Over time the Attacca has honed its rehearsal techniques so as to head off misunderstandings and bruised egos. When learning new scores, snap judgments are avoided. “Often times, six months before we have to play a piece, we’ll read it through twice,” says Schram. “We talk about it for a second. Then we come back to it a few months later and do that again. As we get closer, people start talking more as ideas become clearer, and usually from a larger scale to a smaller scale.”

Similarly, if they stumble over a difficult passage in rehearsal, the musicians may sing and gesticulate their parts together. “There’s something really intuitive about singing through a passage that frees you up,” notes Salerni. “And there’s this whole trope about how a string instrument is to remind the listener of the human voice; we should understand how the human voice works.”

The Attacca members have also nurtured the off-stage aspects of quartet work. When on tour, they’ll eat at least one meal together each day. Rehearsals are fueled by takeout meals or a bottle of wine. And the newest members seem to be finding their niches. “If you rock the boat too much you can throw everyone overboard,” Schram explains. “But if you do it in a strong and gentle way you can really change the tide of the group.” One of Schram’s contributions involves a forthcoming album featuring the Attacca and his wife, singer-songwriter Becca Stevens, for GroundUP Music.
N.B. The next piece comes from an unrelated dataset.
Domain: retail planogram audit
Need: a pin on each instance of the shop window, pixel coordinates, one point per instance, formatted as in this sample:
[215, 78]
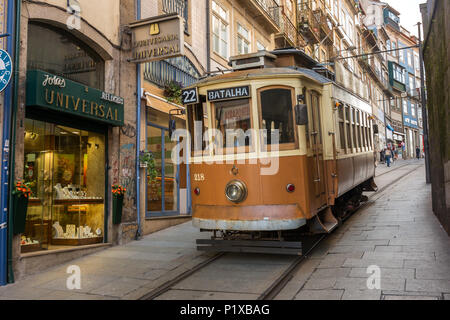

How a Strings Quartet Is Similar to a Four-Way Marriage

The musicians’ lives have changed in other ways. In recent seasons, Yee has publicly identified as transgender, and uses the personal pronouns they and them. “It’s super-important to be visible,” Yee says. “I have a lot of queer kids who write to me all the time saying how important it is to see someone who is making music on a high level who represents them.”

Schroeder says that she is happy that the quartet can put forward its most authentic self. “It’s so important as an artist to be yourself in every sense of the word,” she says, drawing nods from the other members. “I’m sorry that it took a while to be able to do that in full but thank goodness it’s becoming a part of what we all do.”

Days after we spoke, Schroeder and her husband, Harlem Quartet cellist Felix Umansky, became parents when she gave birth to a daughter. “It’s going to be nuts,” she says, “but we’re very fortunate to have parents who are willing to fly in and help us out when we need them. The baby is going to experience a lot of awesome travel and a loving quartet family and, eventually, great food.”

Themes of chemistry and mutual respect resurface in our 90-minute conversation, a reminder of the old adage that quartets are a lot like four-way marriages. “In a weird way, hating each other is really romanticized in the string quartet,” says Yee. “People love the notion that you can hate someone and still make beautiful music. But as close as you are with people in your quartet, if you can’t sit down and have a good time with them, it’s not going to happen onstage. You can’t fake love and respect and that’s been really important to us. And I think it’s something that hopefully will ensure our longevity as an ensemble.”